Goal misgeneralization

ℹ️

This is based on the 2023 AGI Safety Fundamentals curriculum

Even without reward misspecification, the rewards used during training don’t allow us to control how agents generalize to new situations. This week we cover the scenarios in which agents in new situations generalize to behaving in competent yet undesirable ways because of learning the wrong goals from previous training: the problem of goal misgeneralisation.
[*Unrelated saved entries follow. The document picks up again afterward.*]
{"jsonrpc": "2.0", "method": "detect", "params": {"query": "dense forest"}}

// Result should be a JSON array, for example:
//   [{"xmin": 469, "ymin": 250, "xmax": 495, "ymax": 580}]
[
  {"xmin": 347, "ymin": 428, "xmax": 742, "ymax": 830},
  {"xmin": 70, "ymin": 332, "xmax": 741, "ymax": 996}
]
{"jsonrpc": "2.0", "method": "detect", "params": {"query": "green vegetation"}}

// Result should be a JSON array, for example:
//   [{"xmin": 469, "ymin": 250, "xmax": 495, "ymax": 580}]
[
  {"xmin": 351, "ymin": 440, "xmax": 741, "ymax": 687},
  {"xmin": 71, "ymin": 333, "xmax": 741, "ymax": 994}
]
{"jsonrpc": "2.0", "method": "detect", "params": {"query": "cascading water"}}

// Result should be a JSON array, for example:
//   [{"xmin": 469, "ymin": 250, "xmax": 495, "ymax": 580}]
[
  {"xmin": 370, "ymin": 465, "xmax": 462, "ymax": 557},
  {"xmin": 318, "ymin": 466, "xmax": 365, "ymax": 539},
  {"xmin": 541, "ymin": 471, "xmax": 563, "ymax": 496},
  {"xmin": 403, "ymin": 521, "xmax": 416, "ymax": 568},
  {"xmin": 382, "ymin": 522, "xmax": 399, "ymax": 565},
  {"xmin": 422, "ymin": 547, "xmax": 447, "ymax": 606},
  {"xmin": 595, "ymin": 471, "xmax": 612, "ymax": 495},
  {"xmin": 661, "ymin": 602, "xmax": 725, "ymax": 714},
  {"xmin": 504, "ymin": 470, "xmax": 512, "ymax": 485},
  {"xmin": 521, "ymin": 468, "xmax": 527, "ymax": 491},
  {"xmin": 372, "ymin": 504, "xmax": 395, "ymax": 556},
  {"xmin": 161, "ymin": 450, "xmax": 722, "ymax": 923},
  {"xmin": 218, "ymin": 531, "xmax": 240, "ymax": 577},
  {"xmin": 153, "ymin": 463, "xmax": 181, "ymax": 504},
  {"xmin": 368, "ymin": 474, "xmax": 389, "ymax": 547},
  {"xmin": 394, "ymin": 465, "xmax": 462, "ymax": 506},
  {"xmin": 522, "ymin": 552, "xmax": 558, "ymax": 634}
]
The first two readings define and characterize goal misgeneralisation (also known as inner misalignment in the alignment field). Note that goal misgeneralisation and inner misalignment are roughly equivalent concepts, even though they are defined in slightly different ways. Goal misgeneralisation is defined in terms of behaviour in novel situations, while inner misalignment is defined in terms of the representations learned during training.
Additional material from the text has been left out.